Problem związany jest z małym ruchem granicznym. Na mocy umowy, jaką podpisały 17 lipca 1995 roku Polska i Czechy, mieszkańcy pasa przygranicznego mogą przekraczać granicę za okazaniem dowodu osobistego. Dodatkowo, aby ułatwić kontakty obywatelom utworzono posterunki graniczne. Jak bardzo są pomocne tłumaczy Wilhelm Wolnik wójt Krzyżanowic.Przed ich wprowadzeniem - mieszkanka Owsiszcz jadąca do córki w czeskim Piszczu, odległym około 500 metrów traciła na podróż 5 godzin. O 9 rano wyjeżdżała autobusem do Krzyżanowic, tam przesiadała się na autobus do Chałupek, przechodziła most graniczny i w Bohuminie miała trzecią przesiadkę. Na miejscu była o godzinie 14.W Gminie Krzyżanowice jest 6 takich przejść. Dzięki nim mieszkańcy mogą też bez przeszkód obrabiać swoje pola po czeskiej stronie, których mają tam w sumie 100 ha (Czesi u nas 40 ha).Wprowadzenie małego ruchu granicznego okazało się dobrym rozwiązaniem za wyjątkiem jednej sprawy, która wyszła na jaw w 1998 roku.
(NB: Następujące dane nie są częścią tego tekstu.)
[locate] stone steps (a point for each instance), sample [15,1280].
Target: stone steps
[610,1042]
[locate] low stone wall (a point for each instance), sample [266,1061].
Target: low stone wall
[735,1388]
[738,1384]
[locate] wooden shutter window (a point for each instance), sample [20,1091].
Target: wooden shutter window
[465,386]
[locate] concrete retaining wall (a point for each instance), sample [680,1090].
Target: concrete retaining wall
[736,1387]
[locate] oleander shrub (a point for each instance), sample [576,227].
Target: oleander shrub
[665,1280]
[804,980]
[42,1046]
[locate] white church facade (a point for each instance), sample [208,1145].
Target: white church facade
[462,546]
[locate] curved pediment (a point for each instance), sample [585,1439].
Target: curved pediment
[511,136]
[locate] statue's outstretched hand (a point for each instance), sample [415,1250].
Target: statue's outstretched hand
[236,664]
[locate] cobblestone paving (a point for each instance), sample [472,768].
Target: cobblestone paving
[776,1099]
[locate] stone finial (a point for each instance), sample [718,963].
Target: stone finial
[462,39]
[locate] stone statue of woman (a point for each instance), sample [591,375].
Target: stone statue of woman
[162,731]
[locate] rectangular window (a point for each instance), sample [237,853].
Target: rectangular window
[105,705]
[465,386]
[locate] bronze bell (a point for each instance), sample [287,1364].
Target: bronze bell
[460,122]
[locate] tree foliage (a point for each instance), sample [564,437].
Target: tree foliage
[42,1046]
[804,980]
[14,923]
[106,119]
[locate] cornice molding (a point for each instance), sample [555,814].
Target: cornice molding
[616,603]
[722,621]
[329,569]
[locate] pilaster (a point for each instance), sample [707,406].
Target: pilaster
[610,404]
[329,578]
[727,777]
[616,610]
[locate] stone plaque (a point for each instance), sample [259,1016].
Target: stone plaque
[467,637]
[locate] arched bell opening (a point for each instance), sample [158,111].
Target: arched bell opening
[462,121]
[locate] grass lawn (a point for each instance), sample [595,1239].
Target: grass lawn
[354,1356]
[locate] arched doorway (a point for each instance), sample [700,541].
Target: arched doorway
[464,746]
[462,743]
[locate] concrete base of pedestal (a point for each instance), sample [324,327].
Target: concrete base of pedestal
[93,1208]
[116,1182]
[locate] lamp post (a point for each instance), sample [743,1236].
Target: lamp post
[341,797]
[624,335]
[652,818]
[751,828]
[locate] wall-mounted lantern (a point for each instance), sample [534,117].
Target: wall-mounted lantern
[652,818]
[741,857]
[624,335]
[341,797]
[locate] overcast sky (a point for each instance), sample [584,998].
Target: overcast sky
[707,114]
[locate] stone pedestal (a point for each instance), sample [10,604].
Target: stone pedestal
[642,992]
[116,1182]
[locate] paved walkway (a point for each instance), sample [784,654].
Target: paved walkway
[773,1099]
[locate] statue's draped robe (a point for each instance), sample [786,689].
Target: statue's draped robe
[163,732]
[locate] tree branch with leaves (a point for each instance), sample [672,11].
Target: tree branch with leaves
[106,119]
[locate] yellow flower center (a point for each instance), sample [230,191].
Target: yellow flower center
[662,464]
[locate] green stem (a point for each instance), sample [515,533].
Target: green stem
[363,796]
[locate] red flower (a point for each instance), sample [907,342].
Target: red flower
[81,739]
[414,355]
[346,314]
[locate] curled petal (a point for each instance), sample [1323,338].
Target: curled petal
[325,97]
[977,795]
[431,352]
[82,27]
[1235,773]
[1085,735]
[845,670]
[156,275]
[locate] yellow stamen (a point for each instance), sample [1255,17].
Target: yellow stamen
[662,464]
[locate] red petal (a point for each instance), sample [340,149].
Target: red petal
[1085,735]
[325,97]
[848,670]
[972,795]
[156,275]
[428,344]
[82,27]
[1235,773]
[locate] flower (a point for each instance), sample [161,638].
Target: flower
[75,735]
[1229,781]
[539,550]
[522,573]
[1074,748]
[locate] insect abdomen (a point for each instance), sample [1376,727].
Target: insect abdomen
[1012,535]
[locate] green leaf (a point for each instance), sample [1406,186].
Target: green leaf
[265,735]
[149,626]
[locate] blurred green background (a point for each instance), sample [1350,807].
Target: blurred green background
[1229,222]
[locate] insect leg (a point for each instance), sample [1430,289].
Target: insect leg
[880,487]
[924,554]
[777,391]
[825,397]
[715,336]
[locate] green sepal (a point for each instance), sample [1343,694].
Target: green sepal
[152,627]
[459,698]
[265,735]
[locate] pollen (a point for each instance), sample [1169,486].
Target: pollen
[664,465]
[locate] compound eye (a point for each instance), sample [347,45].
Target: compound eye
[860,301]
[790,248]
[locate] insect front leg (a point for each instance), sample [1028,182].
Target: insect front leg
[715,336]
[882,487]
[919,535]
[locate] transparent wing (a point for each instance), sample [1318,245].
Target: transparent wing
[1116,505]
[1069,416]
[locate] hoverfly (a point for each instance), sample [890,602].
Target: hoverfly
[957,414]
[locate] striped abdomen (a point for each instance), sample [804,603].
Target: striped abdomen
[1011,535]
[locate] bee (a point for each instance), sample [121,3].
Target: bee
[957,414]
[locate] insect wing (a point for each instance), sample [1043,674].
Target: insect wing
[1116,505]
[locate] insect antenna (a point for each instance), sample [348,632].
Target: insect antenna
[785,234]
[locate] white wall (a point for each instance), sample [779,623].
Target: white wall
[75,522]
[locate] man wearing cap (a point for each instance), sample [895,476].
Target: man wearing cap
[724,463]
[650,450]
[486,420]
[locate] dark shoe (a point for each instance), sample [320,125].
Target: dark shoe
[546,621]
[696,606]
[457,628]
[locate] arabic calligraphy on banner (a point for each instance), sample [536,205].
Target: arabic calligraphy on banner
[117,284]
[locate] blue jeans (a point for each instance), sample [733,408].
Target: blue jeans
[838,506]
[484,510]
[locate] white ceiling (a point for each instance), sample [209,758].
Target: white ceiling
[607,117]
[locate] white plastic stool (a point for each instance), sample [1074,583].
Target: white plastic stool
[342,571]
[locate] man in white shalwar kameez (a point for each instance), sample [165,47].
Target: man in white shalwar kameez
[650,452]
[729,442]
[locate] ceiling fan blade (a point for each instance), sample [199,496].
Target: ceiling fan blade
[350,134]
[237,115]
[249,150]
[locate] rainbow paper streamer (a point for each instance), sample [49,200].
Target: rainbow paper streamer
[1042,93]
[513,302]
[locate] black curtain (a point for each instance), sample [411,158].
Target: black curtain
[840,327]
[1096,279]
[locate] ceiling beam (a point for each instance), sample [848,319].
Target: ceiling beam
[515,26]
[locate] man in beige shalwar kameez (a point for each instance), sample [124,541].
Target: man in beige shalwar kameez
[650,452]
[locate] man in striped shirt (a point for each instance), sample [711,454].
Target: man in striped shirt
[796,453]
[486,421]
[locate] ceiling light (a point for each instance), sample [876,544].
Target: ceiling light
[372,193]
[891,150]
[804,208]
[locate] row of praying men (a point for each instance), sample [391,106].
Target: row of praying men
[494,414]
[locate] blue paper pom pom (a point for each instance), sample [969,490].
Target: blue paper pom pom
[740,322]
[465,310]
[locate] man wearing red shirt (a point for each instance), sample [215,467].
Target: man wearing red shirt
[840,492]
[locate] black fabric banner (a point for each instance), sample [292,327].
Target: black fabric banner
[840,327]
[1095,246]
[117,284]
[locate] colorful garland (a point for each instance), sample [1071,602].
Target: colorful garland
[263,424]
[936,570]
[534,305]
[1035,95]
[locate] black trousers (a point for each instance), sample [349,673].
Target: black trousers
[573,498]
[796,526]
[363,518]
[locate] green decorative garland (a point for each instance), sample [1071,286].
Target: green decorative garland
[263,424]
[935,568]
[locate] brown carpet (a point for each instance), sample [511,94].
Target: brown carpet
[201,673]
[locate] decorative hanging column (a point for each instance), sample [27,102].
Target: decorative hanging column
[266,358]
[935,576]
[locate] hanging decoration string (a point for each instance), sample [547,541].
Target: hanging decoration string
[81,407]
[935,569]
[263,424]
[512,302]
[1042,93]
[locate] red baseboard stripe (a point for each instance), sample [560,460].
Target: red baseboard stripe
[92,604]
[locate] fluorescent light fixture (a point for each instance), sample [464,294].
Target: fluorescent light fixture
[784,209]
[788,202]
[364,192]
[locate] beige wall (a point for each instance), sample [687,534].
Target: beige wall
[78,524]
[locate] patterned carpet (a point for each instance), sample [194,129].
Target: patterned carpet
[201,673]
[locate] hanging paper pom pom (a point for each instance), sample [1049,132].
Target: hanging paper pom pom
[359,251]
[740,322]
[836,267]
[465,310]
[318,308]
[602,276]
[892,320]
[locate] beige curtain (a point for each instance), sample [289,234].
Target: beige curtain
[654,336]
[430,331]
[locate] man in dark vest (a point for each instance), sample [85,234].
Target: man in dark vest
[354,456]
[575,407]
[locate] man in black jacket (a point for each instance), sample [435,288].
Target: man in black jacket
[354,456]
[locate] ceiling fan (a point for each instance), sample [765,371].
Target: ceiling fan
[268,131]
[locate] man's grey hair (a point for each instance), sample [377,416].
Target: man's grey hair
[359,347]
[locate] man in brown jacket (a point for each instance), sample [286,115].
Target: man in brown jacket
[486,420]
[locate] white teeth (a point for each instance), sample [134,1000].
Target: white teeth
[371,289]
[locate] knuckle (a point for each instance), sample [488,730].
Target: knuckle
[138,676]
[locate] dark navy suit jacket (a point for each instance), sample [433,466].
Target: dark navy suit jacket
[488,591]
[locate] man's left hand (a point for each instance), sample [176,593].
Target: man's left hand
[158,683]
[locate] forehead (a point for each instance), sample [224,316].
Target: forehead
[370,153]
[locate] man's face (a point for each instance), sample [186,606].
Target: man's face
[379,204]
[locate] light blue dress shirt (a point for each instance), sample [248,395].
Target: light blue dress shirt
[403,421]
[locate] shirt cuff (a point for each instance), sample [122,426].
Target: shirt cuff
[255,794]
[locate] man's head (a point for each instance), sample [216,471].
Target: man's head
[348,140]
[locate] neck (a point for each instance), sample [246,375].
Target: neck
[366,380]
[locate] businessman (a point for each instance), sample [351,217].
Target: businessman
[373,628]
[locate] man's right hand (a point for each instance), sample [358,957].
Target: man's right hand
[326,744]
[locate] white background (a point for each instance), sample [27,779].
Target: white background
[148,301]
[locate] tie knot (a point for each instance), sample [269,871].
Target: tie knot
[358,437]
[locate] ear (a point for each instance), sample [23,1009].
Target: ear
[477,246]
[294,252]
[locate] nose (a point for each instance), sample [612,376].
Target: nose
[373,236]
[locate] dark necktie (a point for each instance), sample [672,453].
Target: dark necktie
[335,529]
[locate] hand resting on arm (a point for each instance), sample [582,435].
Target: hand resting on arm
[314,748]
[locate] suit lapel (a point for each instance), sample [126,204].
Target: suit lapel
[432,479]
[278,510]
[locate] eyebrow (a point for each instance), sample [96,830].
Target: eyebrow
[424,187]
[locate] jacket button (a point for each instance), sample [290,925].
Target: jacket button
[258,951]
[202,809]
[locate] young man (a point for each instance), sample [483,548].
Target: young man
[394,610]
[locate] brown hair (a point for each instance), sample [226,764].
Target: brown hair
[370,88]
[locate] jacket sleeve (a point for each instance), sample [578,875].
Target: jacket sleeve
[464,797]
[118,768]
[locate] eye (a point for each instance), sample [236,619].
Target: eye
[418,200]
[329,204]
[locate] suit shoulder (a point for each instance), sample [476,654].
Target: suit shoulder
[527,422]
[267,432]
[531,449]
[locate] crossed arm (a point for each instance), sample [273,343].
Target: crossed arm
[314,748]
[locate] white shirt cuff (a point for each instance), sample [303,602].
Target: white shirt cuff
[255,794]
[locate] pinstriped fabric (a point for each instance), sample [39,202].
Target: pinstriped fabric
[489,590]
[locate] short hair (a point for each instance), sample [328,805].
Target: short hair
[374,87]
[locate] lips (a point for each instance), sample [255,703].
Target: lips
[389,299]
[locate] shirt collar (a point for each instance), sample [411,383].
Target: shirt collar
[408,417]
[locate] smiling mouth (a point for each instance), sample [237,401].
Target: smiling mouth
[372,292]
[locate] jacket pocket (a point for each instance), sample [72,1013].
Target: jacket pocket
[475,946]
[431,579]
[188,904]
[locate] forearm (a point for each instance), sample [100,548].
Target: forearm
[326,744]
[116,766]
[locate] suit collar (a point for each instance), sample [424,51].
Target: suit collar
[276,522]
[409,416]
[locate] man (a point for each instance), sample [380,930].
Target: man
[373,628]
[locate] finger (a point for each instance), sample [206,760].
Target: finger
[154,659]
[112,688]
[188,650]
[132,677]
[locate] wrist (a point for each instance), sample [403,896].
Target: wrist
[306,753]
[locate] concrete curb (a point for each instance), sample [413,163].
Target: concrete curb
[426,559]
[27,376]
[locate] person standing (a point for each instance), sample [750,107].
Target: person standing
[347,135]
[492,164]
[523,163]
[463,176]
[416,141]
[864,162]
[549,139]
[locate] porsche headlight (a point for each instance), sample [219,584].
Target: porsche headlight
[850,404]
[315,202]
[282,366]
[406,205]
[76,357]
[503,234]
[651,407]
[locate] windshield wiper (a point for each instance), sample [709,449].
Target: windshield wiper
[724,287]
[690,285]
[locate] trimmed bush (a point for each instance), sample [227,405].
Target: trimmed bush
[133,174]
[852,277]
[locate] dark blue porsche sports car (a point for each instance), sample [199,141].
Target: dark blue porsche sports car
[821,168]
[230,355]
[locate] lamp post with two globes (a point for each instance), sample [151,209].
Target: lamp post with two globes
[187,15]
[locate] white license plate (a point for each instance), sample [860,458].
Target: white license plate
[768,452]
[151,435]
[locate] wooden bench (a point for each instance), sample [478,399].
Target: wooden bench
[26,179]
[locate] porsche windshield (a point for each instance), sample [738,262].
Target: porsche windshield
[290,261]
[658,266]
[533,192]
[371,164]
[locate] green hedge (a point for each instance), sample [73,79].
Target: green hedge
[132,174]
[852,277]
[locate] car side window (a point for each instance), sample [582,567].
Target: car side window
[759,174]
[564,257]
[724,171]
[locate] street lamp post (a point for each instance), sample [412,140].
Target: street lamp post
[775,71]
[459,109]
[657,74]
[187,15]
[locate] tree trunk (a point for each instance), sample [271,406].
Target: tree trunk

Wtedy Krzyżanowice podpisały umowy partnerskie z trzema miejscowościami w Czechach: Haciem, Sileżowicami i Piszczem. Okazało się, że dzieci do 13 roku życia nie mogą swobodnie przekroczyć granicy, ponieważ nie wydaje się im dowodów osobistych. Jeżeli np.: uczniowie z polskiej szkoły zostali zaproszeni do swoich czeskich kolegów na mecz siatkówki, wszyscy poniżej 13 lat musieli iść ze swoimi rodzicami, w dowodach których byli wpisani. Paszporty nic nie dawały, bo na przejściach małego ruchu nie można się nimi posługiwać.Teraz doszedł kolejny problem związany z nowymi dowodami osobistymi. Do nich nie można już wpisać dzieci. Teoretycznie więc rodzice, z nowym dokumentem tożsamości, nie mogą zabrać swojej pociechy w odwiedziny do babci w Czechach. Teraz muszą uzyskać w urzędzie gminy poświadczenie zameldowania. W nim wpisany jest zarówno on jak i jego pociecha. Tylko, że ów świstek kosztuje 16 zł i ważny jest jedynie 2 miesiące. Potem trzeba wystawić nowy (Czechy rozwiązały sprawę, wprowadzając podobne zaświadczenia ale ważne 5 lat, w dodatku wydawane za darmo).Po co zatem było podpisywać umowę o małym ruchu granicznym, wprowadzać udogodnienia dla mieszkańców, skoro teraz ludzie napotykają na problemy - zastanawia się Wilhelm Wolnik.Ludzi zmroziła też zapowiedź podwyższenia opłaty za przekroczenie granicy do 20 zł. Czy dotknie to także rolnika, który chodząc za pługiem będzie przekraczał granicę w tę i z powrotem?